Lorena swallowed uncomfortably. “You must have suffered quite the shock.”

Irony rumbled through Brogan’s laugh. “Obviously he’d been well cared for, but all I could think of was getting him back. All the charity in the world cannot replace the bond of blood. One’s own family. And so I devised a plan. I commissioned a ship, biding my time until she was complete, when I could sail away in her . . . with my son.”

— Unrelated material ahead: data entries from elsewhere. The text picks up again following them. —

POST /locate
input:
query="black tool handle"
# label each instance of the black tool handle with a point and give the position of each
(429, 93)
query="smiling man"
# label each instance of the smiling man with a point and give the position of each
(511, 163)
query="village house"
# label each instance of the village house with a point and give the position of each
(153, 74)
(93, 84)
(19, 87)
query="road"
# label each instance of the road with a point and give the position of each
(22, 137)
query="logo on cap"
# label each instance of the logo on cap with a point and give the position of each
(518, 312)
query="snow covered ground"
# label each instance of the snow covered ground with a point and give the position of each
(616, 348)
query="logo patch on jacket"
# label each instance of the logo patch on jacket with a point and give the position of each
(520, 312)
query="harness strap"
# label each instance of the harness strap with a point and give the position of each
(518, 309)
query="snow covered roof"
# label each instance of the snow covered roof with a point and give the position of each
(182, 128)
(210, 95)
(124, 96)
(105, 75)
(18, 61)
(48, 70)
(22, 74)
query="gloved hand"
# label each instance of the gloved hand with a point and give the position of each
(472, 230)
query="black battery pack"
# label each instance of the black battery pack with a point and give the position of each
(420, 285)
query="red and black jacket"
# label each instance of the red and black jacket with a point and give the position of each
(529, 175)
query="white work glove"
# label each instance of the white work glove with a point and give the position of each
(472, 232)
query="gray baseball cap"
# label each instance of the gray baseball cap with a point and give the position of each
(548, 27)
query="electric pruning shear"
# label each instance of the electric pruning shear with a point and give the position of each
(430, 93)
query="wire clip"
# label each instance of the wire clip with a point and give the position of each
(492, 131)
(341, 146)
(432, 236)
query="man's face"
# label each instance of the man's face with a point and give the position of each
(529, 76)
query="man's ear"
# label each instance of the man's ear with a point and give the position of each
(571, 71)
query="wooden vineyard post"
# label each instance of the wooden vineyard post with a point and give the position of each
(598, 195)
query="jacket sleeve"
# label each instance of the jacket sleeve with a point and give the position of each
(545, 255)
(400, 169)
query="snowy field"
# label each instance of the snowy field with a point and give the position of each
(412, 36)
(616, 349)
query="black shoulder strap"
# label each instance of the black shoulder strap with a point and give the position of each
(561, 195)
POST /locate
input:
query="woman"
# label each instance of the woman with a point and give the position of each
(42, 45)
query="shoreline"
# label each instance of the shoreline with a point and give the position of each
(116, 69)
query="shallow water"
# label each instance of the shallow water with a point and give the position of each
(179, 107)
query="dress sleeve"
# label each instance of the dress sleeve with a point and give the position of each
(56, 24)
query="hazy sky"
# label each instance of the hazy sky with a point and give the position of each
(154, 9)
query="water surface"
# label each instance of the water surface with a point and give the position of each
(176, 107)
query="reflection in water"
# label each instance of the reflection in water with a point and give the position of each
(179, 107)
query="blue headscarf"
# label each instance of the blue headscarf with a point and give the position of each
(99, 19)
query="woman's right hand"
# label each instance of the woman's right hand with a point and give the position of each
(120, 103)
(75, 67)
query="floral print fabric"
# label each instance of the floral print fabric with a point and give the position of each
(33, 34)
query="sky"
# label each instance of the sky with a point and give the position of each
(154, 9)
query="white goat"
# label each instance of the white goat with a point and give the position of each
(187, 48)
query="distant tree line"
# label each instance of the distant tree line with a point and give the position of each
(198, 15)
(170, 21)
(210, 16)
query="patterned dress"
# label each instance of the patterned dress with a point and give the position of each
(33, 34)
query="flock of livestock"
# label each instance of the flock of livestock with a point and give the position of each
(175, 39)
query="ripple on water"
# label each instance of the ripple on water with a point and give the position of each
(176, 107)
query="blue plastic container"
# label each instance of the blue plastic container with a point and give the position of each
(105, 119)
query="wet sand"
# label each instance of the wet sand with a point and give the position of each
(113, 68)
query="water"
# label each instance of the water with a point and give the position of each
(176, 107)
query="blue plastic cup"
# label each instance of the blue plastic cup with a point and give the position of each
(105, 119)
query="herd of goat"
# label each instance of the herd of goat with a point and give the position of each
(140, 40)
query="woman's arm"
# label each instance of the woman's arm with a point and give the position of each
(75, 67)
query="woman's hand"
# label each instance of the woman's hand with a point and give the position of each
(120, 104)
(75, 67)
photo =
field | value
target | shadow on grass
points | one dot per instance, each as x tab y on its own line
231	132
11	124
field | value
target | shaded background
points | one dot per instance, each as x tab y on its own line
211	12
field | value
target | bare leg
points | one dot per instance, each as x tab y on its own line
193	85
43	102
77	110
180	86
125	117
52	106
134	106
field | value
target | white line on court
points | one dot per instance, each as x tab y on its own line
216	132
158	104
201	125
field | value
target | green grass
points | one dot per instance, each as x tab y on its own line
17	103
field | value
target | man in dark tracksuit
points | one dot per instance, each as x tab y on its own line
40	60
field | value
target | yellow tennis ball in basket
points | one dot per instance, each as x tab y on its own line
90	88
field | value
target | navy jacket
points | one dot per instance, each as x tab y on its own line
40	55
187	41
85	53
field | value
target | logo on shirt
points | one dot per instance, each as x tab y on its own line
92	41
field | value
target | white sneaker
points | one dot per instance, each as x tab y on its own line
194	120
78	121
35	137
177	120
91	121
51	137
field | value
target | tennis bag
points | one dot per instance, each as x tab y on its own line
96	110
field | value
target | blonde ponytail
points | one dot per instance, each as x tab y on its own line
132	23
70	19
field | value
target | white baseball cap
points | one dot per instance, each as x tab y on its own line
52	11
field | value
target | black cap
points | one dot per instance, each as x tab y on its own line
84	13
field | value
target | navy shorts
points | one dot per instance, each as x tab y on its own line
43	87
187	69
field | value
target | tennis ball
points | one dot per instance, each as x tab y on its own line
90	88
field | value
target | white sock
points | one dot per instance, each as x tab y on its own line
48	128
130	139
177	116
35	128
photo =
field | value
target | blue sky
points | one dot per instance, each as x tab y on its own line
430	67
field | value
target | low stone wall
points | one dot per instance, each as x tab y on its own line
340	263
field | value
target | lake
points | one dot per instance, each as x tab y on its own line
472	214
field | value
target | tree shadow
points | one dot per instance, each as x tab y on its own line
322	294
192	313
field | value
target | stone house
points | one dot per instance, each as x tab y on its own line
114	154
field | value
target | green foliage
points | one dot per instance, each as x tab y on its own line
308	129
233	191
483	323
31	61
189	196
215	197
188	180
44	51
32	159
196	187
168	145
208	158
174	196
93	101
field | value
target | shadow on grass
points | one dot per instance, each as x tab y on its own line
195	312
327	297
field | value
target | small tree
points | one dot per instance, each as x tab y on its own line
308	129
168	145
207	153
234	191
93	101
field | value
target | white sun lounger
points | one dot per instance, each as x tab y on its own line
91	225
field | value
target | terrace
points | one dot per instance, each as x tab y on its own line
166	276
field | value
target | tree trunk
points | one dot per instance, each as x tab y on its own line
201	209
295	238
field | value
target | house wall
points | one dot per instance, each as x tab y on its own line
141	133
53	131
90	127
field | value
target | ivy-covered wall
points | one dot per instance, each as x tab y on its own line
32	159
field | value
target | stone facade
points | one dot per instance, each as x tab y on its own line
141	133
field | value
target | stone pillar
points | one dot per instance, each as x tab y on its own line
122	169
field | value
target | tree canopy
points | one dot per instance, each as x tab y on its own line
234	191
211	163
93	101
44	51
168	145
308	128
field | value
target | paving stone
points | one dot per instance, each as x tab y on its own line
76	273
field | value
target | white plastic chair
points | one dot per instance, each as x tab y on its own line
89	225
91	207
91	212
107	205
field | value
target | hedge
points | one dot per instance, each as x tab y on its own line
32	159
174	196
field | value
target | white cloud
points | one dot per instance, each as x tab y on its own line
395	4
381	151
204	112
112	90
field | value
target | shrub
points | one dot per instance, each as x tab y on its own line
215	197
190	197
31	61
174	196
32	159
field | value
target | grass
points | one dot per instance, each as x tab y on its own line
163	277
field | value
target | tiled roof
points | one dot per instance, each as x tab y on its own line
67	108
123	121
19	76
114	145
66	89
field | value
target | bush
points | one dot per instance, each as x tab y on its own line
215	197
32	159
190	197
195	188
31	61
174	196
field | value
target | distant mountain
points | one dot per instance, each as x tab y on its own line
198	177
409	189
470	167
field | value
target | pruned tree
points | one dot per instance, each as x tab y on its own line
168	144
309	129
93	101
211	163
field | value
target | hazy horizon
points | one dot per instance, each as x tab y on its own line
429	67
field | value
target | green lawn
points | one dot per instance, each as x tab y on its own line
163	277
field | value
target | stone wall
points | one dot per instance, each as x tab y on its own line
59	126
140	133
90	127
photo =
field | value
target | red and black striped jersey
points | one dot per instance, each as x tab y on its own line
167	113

Lorena found herself at a loss while she absorbed this knowledge. Brogan had planned to steal Drew out of Duxboro. In the very ship her father had so painstakingly built him. All this happening while George had been purchasing vomit powder for the purpose of entrapping her. If Brogan had followed through with his scheme, Papa would have lost both his children.

She felt a jumble of turmoil, caught between fear of what might have been and relief it hadn’t. “But you didn’t leave with Drew,” she reminded herself aloud. He had come to her rescue instead.

“The boy loves you like the mother he never truly had. I could no sooner take that from him than I could bear the thought of you in danger.”

Lorena breathed slowly, forcing her emotions to calm and her thoughts to clear. “And now?” she asked expectantly. “What now, Brogan?”

He searched her face with china blue eyes full of earnest. “Can you forgive me? I thought I had no alternative but to abduct Ben. Your father never would have given him up. Not to me, a stranger. Nor to anyone. Jabez tried to reason with me, but it was you, Lorena, who opened my eyes. I always had another choice, yet I deliberately ignored the right one. A choice for the good of all concerned, not just for myself. Because no matter where or with whom Ben lives, I shall always be his father. I shall be a part of his life, and he will know a father’s love. But what I still don’t understand is, why? Why did another man’s child matter so much to your father? Why Benjamin?”

When she made no immediate reply—for indeed, Lorena hesitated to make any sudden revelations—he studied her with a hard, contemplative stare.

“It’s my belief there was more behind your father’s charity than good Christian kindness,” he said. “I don’t know what, but something else transpired between the Huntley brothers and Abigail. For why else would a man of your father’s strong moral character help his brother carry on an affair with a married woman? And while Stephen was married with a family of his own? What influence did Abigail have over them that both brothers should act so extensively on her behalf and in her favor? Your father knows the answer. And perhaps even you, Lorena.”

As much as she’d like to unburden the ugly truth, Lorena could not bring herself to utter the words. Brogan was destined to find out eventually, but with his renewed faith she yearned to shield him with the same care she’d been protecting Drew, or Ben, these last three years.